AI may be degrading language on the Internet
But it may be also democratizing access to expression
There is something melancholic in the thought that AI may be impoverishing language online. A recent study suggests that as AI-generated writing spreads across the internet, language itself may be becoming flatter, more repetitive, more sanitized, less alive. The complaint rings true. Anyone who spends enough time reading online can already sense the drift: smoother prose, more polished sentences, fewer surprises, less soul.
As a heavy user of AI for my own writing -especially since English is not my native language- I am guilty as charged.
And yet there is no point lying to ourselves. Cultural losses of this kind are usually unstoppable once a technology reaches a dramatic level of convenience.
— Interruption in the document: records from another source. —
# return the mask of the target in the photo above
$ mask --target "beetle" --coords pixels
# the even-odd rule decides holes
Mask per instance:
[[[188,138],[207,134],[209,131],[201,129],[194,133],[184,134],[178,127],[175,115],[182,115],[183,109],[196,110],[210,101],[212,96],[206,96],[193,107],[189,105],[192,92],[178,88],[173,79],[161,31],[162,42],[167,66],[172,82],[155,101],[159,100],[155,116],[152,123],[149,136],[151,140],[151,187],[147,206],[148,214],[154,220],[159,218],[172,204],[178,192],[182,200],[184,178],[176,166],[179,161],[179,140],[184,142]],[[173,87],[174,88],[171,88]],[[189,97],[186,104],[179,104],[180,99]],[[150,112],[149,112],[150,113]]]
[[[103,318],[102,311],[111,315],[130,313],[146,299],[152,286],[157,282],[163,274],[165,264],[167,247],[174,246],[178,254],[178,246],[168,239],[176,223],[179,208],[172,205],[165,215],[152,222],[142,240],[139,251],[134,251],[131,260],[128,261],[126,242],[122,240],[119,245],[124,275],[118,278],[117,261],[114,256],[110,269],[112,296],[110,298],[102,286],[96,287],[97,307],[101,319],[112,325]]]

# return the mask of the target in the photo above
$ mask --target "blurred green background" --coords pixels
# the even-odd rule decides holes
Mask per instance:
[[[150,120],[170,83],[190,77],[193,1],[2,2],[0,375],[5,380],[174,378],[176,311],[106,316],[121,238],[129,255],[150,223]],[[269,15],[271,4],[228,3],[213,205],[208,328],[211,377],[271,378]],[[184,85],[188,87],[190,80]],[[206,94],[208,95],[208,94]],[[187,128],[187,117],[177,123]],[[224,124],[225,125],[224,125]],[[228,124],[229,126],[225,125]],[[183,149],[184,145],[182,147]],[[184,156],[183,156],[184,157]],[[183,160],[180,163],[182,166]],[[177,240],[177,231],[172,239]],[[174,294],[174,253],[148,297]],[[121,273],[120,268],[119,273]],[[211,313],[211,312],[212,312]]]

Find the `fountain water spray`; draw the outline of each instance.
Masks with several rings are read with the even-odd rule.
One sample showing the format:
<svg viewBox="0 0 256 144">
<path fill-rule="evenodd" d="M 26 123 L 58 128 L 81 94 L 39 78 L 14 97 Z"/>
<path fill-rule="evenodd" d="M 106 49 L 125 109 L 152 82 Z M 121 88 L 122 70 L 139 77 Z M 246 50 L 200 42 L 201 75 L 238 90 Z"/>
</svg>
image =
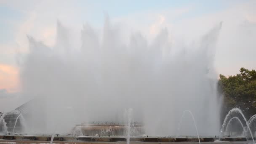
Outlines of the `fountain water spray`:
<svg viewBox="0 0 256 144">
<path fill-rule="evenodd" d="M 256 114 L 253 115 L 251 117 L 249 120 L 248 120 L 248 124 L 249 126 L 251 126 L 252 123 L 255 120 L 256 120 Z"/>
<path fill-rule="evenodd" d="M 193 120 L 193 122 L 194 122 L 194 124 L 195 125 L 195 130 L 197 132 L 197 138 L 198 138 L 198 141 L 199 142 L 199 144 L 201 144 L 201 142 L 200 142 L 200 138 L 199 138 L 199 134 L 198 133 L 198 130 L 197 130 L 197 124 L 196 123 L 195 120 L 195 117 L 194 117 L 194 115 L 193 115 L 193 114 L 192 113 L 192 112 L 191 112 L 191 111 L 190 111 L 189 110 L 188 110 L 188 109 L 185 110 L 184 111 L 183 111 L 183 112 L 182 113 L 182 115 L 181 115 L 181 119 L 180 120 L 180 122 L 179 123 L 178 128 L 178 132 L 177 133 L 177 134 L 176 135 L 176 137 L 177 137 L 177 136 L 178 136 L 179 135 L 179 129 L 180 128 L 180 126 L 181 126 L 181 124 L 182 121 L 182 119 L 183 119 L 183 117 L 184 117 L 184 116 L 185 115 L 185 114 L 186 114 L 186 112 L 189 112 L 189 113 L 191 116 L 191 117 L 192 117 L 192 119 Z"/>
<path fill-rule="evenodd" d="M 1 115 L 0 117 L 0 132 L 1 131 L 3 132 L 7 132 L 7 126 L 6 125 L 6 122 L 5 121 L 4 117 L 5 115 L 5 113 L 4 113 L 3 115 Z"/>
<path fill-rule="evenodd" d="M 81 121 L 119 121 L 123 109 L 132 107 L 147 134 L 175 135 L 180 109 L 190 107 L 198 112 L 195 117 L 208 116 L 197 119 L 200 132 L 217 133 L 220 104 L 217 80 L 212 78 L 217 75 L 214 51 L 221 23 L 187 46 L 170 40 L 167 28 L 151 40 L 139 32 L 123 35 L 116 27 L 108 18 L 102 32 L 85 24 L 81 43 L 76 43 L 58 21 L 51 47 L 28 37 L 29 51 L 20 65 L 22 91 L 26 99 L 43 100 L 27 109 L 32 131 L 52 132 L 58 123 L 65 125 L 58 128 L 62 133 Z M 66 116 L 67 107 L 72 107 L 73 116 Z M 170 110 L 171 115 L 166 115 Z"/>
<path fill-rule="evenodd" d="M 253 139 L 253 144 L 254 144 L 254 140 L 253 139 L 253 136 L 252 133 L 251 132 L 251 129 L 250 128 L 250 127 L 249 126 L 249 124 L 248 123 L 248 122 L 246 120 L 245 117 L 243 113 L 243 112 L 242 112 L 242 111 L 241 110 L 241 109 L 240 109 L 238 108 L 235 108 L 232 109 L 230 110 L 229 112 L 228 113 L 226 116 L 226 117 L 225 117 L 225 119 L 224 119 L 224 121 L 223 122 L 223 124 L 222 124 L 222 128 L 221 129 L 221 131 L 220 132 L 220 136 L 219 136 L 219 138 L 220 138 L 221 133 L 222 132 L 222 131 L 223 130 L 224 128 L 225 128 L 225 127 L 227 125 L 227 122 L 229 118 L 229 116 L 234 112 L 238 112 L 238 113 L 240 114 L 243 117 L 243 118 L 244 121 L 245 122 L 245 123 L 246 123 L 246 125 L 247 126 L 248 129 L 249 130 L 249 131 L 250 131 L 250 133 L 251 134 L 251 138 Z"/>
<path fill-rule="evenodd" d="M 240 123 L 240 124 L 241 124 L 241 125 L 242 126 L 242 127 L 243 127 L 243 133 L 244 132 L 245 132 L 245 127 L 243 126 L 243 123 L 242 123 L 242 122 L 241 121 L 241 120 L 240 120 L 240 119 L 239 119 L 239 118 L 238 118 L 237 117 L 232 117 L 231 119 L 230 119 L 230 120 L 229 120 L 229 122 L 227 123 L 227 126 L 226 127 L 226 128 L 225 129 L 225 132 L 227 131 L 227 130 L 228 130 L 228 128 L 229 126 L 229 125 L 230 124 L 230 123 L 231 123 L 231 122 L 234 119 L 236 119 L 237 120 L 238 120 L 238 121 L 239 122 L 239 123 Z"/>
<path fill-rule="evenodd" d="M 15 130 L 15 127 L 16 127 L 16 123 L 17 123 L 17 122 L 18 121 L 18 119 L 19 118 L 21 117 L 20 118 L 20 121 L 21 122 L 21 124 L 23 124 L 24 125 L 24 123 L 25 122 L 25 120 L 24 120 L 24 117 L 23 117 L 23 116 L 22 115 L 22 114 L 20 113 L 19 116 L 18 116 L 18 117 L 17 117 L 17 118 L 16 118 L 16 120 L 15 120 L 15 123 L 14 124 L 14 126 L 13 127 L 13 133 L 14 133 L 14 130 Z"/>
<path fill-rule="evenodd" d="M 125 119 L 128 120 L 127 123 L 127 137 L 126 138 L 126 144 L 130 144 L 130 138 L 131 137 L 131 124 L 133 115 L 133 109 L 131 108 L 129 108 L 128 110 L 125 109 Z"/>
</svg>

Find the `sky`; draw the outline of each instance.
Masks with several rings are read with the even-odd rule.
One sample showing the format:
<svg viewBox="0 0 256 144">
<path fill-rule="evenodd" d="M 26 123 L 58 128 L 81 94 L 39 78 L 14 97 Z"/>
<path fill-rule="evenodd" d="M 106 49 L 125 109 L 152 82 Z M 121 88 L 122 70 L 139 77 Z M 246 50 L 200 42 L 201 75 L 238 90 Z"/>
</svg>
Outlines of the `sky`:
<svg viewBox="0 0 256 144">
<path fill-rule="evenodd" d="M 11 101 L 21 91 L 19 75 L 29 51 L 27 36 L 52 46 L 57 21 L 72 29 L 76 44 L 83 24 L 100 31 L 108 16 L 123 30 L 124 39 L 139 31 L 150 41 L 166 27 L 174 47 L 181 42 L 189 46 L 223 22 L 214 65 L 218 74 L 228 76 L 241 67 L 255 69 L 255 0 L 0 0 L 0 104 Z M 3 111 L 15 108 L 1 107 Z"/>
</svg>

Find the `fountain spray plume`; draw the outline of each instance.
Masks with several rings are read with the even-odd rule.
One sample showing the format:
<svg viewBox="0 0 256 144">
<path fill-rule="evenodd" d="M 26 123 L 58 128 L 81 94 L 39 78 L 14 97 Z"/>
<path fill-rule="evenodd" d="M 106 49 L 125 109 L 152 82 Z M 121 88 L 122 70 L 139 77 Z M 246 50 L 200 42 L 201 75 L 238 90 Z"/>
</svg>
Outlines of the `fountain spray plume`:
<svg viewBox="0 0 256 144">
<path fill-rule="evenodd" d="M 4 113 L 0 117 L 0 132 L 3 132 L 5 133 L 8 132 L 6 122 L 5 121 L 4 119 L 5 114 L 6 113 Z"/>
<path fill-rule="evenodd" d="M 16 120 L 15 120 L 15 123 L 14 123 L 14 126 L 13 127 L 13 133 L 14 133 L 15 128 L 16 127 L 16 124 L 17 123 L 17 122 L 18 122 L 18 120 L 19 119 L 19 118 L 21 124 L 22 126 L 23 126 L 23 128 L 26 128 L 26 124 L 25 124 L 25 120 L 24 119 L 24 117 L 23 117 L 23 116 L 22 115 L 22 114 L 21 113 L 19 115 L 18 117 L 17 117 L 17 118 L 16 118 Z M 23 130 L 23 131 L 25 131 Z"/>
<path fill-rule="evenodd" d="M 51 133 L 59 123 L 65 126 L 58 130 L 64 133 L 81 122 L 123 121 L 123 109 L 131 107 L 147 135 L 166 136 L 175 134 L 181 109 L 189 108 L 198 112 L 194 114 L 198 130 L 216 134 L 220 104 L 213 62 L 221 25 L 197 44 L 175 48 L 167 28 L 152 41 L 139 32 L 125 40 L 107 17 L 102 35 L 83 26 L 77 48 L 71 31 L 58 22 L 54 46 L 28 37 L 22 90 L 27 99 L 40 100 L 29 109 L 32 114 L 26 121 L 35 132 Z"/>
<path fill-rule="evenodd" d="M 240 124 L 241 125 L 241 126 L 242 126 L 242 128 L 243 128 L 243 134 L 244 134 L 244 132 L 245 132 L 245 127 L 243 126 L 243 123 L 242 123 L 242 121 L 241 121 L 241 120 L 240 120 L 240 119 L 239 119 L 239 118 L 238 118 L 237 117 L 234 117 L 232 118 L 231 118 L 229 120 L 229 121 L 228 123 L 227 123 L 227 126 L 226 127 L 226 128 L 225 129 L 225 131 L 224 131 L 224 132 L 226 132 L 227 131 L 227 130 L 228 130 L 228 128 L 229 128 L 229 125 L 230 125 L 230 123 L 232 121 L 232 120 L 234 119 L 236 119 L 237 120 L 239 123 L 240 123 Z"/>
<path fill-rule="evenodd" d="M 190 116 L 191 116 L 191 117 L 192 118 L 192 120 L 193 120 L 193 122 L 194 123 L 194 124 L 195 125 L 195 130 L 197 132 L 197 138 L 198 139 L 198 142 L 199 142 L 199 144 L 201 144 L 201 142 L 200 142 L 200 138 L 199 137 L 199 133 L 198 133 L 198 130 L 197 130 L 197 124 L 196 124 L 195 120 L 195 117 L 194 117 L 194 115 L 193 115 L 192 112 L 191 112 L 191 111 L 189 110 L 187 110 L 187 109 L 185 110 L 182 113 L 182 115 L 181 115 L 181 117 L 180 122 L 179 123 L 178 128 L 178 130 L 177 130 L 178 131 L 177 132 L 177 134 L 176 135 L 176 137 L 177 137 L 178 136 L 179 136 L 179 131 L 180 131 L 181 125 L 182 123 L 182 119 L 183 118 L 183 117 L 186 114 L 186 112 L 188 112 L 188 113 L 189 113 L 189 115 L 190 115 Z"/>
<path fill-rule="evenodd" d="M 245 123 L 246 124 L 246 126 L 247 126 L 247 128 L 248 128 L 248 129 L 249 130 L 249 131 L 250 131 L 250 133 L 251 134 L 251 138 L 253 140 L 253 144 L 254 144 L 254 140 L 253 139 L 253 134 L 251 132 L 251 129 L 250 128 L 250 127 L 249 126 L 249 124 L 248 123 L 248 122 L 246 120 L 245 117 L 243 113 L 243 112 L 242 112 L 242 111 L 241 110 L 241 109 L 240 109 L 239 108 L 235 108 L 232 109 L 231 110 L 230 110 L 228 114 L 226 116 L 226 117 L 225 117 L 225 119 L 224 119 L 224 121 L 223 122 L 223 123 L 222 124 L 222 128 L 221 129 L 221 131 L 220 132 L 220 136 L 219 136 L 219 138 L 220 139 L 221 133 L 222 132 L 223 130 L 224 129 L 224 128 L 225 128 L 225 127 L 227 125 L 227 122 L 228 122 L 228 120 L 229 120 L 229 119 L 230 118 L 230 116 L 232 114 L 233 114 L 234 112 L 238 113 L 238 114 L 241 115 L 242 116 L 244 120 L 245 121 Z"/>
<path fill-rule="evenodd" d="M 125 109 L 125 117 L 127 121 L 127 136 L 126 138 L 126 143 L 127 144 L 130 144 L 130 139 L 131 137 L 131 126 L 132 118 L 133 117 L 133 109 L 131 108 L 128 109 Z"/>
</svg>

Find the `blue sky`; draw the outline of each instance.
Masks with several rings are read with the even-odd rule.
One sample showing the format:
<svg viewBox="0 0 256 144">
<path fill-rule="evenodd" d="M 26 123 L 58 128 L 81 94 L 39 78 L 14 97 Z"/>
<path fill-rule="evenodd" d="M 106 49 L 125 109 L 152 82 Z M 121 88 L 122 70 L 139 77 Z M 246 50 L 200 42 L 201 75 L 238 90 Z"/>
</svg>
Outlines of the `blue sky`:
<svg viewBox="0 0 256 144">
<path fill-rule="evenodd" d="M 100 31 L 106 14 L 124 33 L 139 31 L 149 41 L 166 27 L 174 45 L 179 41 L 189 45 L 223 21 L 216 46 L 217 73 L 233 75 L 242 67 L 255 69 L 256 7 L 255 0 L 2 0 L 0 90 L 7 91 L 0 91 L 20 89 L 19 60 L 28 52 L 27 35 L 52 46 L 59 20 L 78 34 L 74 38 L 79 41 L 83 24 Z"/>
</svg>

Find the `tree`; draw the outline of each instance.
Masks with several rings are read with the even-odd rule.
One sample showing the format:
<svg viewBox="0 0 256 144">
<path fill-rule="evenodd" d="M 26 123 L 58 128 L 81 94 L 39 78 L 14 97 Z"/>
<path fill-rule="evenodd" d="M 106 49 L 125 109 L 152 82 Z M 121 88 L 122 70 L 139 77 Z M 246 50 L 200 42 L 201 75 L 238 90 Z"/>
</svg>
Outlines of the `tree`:
<svg viewBox="0 0 256 144">
<path fill-rule="evenodd" d="M 219 90 L 224 96 L 224 116 L 234 107 L 241 109 L 246 117 L 256 114 L 256 71 L 243 67 L 240 73 L 228 77 L 220 75 Z"/>
</svg>

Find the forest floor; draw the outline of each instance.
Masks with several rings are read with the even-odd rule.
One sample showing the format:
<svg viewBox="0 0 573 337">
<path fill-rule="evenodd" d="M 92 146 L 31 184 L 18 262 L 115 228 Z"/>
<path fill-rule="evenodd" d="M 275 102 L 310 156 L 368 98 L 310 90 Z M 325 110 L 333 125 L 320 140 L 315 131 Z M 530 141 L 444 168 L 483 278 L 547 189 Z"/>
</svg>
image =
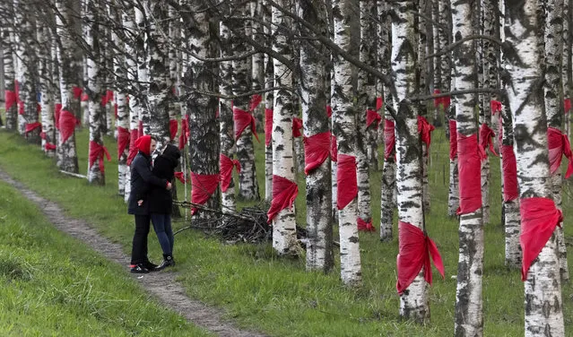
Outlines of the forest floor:
<svg viewBox="0 0 573 337">
<path fill-rule="evenodd" d="M 0 169 L 0 180 L 17 188 L 26 198 L 36 203 L 48 220 L 60 231 L 83 241 L 93 250 L 116 264 L 125 267 L 129 263 L 129 256 L 124 254 L 121 245 L 113 243 L 100 235 L 90 223 L 65 216 L 57 203 L 38 195 L 2 169 Z M 177 281 L 177 272 L 169 271 L 134 274 L 134 278 L 146 291 L 193 324 L 220 336 L 264 336 L 252 331 L 237 328 L 231 322 L 222 319 L 221 310 L 189 298 L 186 295 L 184 287 Z"/>
</svg>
The Church has seen this before. For centuries, the monastic scriptorium stood as a place of patience, discipline, beauty, and reverence. Monks copied texts by hand with care that was almost liturgical. Something precious was undeniably lost when the printing press made that world obsolete. A civilization of slow, crafted transmission gave way to speed, scale, and mass reproduction. But the press won because convenience won. And it did not win for trivial reasons. Books became cheaper, literacy spread, and access to knowledge broke out of older confines. A genuine loss was accompanied by a genuine gain.
I suspect AI and writing may prove to be something similar.
Yes, AI may degrade language in some ways. It may encourage shortcuts. It may reward formula over style, speed over struggle, fluency over depth. It may contribute to a culture in which fewer people learn how to write with force, precision, or beauty because the machine can do a passable version for them. That is not a small loss. Language matters because thought matters, and a culture that loses its feel for words often loses its feel for reality.
But IMHO, there is another side to this story, and it should not be dismissed. AI is also democratizing expression. Many people have something real to say but lack the technical writing skill to say it well. They have ideas, memories, convictions, insights, griefs, intuitions, and arguments trapped behind clumsy prose. AI can sometimes help bridge that gap. It can help a person express an idea that otherwise would have remained buried, not because the idea was empty, but because the craft was missing.
That is where a Catholic perspective should be both sober and hopeful. We should be sober enough to admit that convenience nearly always alters culture, and usually not without cost. The old scriptoria do not come back. The disciplines that technologies displace are rarely recovered in full. But we should also be hopeful enough to see that not every loss comes without compensation. A tool that weakens some forms of craftsmanship may also widen participation in the world of expression. It may make it easier for more human beings to speak.
So the question is not whether AI will preserve the old literary order intact. It will not. The question is whether we will still care enough about truth, beauty, and human depth to resist letting convenience become our only standard. If we do, then AI may serve as a tool without becoming a tyrant. It may help more people find words, even if it also tempts us to use them cheaply.
That, perhaps, is the strange consolation. The monastic scriptorium died, but the written word did not. Something like that may happen again. Language online may grow thinner in some places. But the ability to express an idea may also be placed in the hands of many who never had it before. And that, too, is no small thing.